Dr. Bernard Carroll‘s version was in this recent comment:
There is an obvious way to prevent that kind of data manipulation, cherry picking, moving of goalposts, HARKing, and glossing over of adverse events. All it would take is for the FDA to require that they analyze the data strictly according to the a priori protocol. That requirement would apply to any investigational new drug or to any approved drug being tested for a new indication. Corporations and investigators would be prohibited from reporting any analyses other than the FDA analyses. With an a priori protocol and plan of analysis there should be no room for self-serving “creativity” by the corporations.

As things stand, we have a Kabuki theater spectacle. The corporations don’t come clean about what they did and the FDA doesn’t call them out when agency analyses disagree with the corporate line. They may deny or delay approval, but the FDA doesn’t go to the literature like Jureidini, Amsterdam, and McHenry did here challenge the distorted corporate analyses reported in the literature.
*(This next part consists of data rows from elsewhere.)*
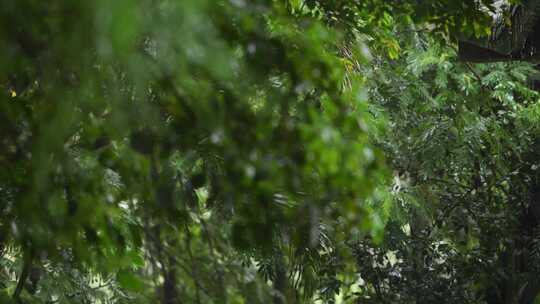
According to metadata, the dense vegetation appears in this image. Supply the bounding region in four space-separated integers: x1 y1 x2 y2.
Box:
0 0 540 304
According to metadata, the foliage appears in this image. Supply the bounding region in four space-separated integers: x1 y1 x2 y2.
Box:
0 0 540 303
This requirement would put an end to creative manipulation of the clinical trials literature. As Dr. Mickey often says, this is not high science but rather product testing. Thus, corporations cannot claim to be privileged for conducting the statistical analyses. We need a clinical trials equivalent of the Underwriters Laboratory. Before licensing, nobody takes the manufacturing corporation’s word for it concerning the safety and performance of X-ray machines or CT scanners or cardiac defibrillators. Why should we treat drugs any differently?…
And Dr. Adriaan de Groot said it back when the world was young [1956]. It’s the Hope Diamond because it’s our only hope to stop the craziness of the last thirty five years. It’s probably more important than Data Transparency, rigid enforcement of analysis that follows the registered a priori protocol…
hat tip to Dorothy Bishop…  
    Joseph Arpaia
    May 11, 2016 | 10:47 PM

    This is critically important but I am not sure that most people have an intuitive understanding as to why.

    Almost any event is highly improbable. A car parked on my street has license plate 267 OVG. The probability of a car having that license plate is <0.0000006. Highly statistically significant. It must mean something.
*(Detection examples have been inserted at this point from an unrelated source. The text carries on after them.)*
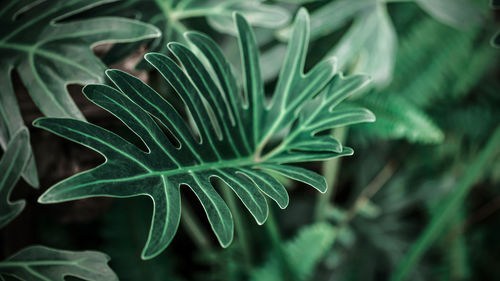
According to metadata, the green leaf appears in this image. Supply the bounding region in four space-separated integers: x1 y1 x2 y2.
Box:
0 0 160 187
356 93 444 143
329 4 397 86
416 0 483 27
0 128 31 228
34 10 374 259
0 246 118 281
250 223 337 281
390 123 500 281
90 0 290 65
0 68 39 188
    Awhile back I had a string of new women patients with the first name of Jennifer. The distribution of women's names became quite skewed to the point where over 10% of my women patients were named Jennifer. This is highly unlikely and I probably could have published an article on how naming one's daughter Jennifer predisposed her to having a psychiatric disorder.

    This is a little different than the correlation=causation fallacy. It is the fact that while a single, specific unlikely event is unlikely, an unlikely event is actually quite likely to occur.

    Thanks for the link to Dr. de Groot's work. If only that could become more widely understood.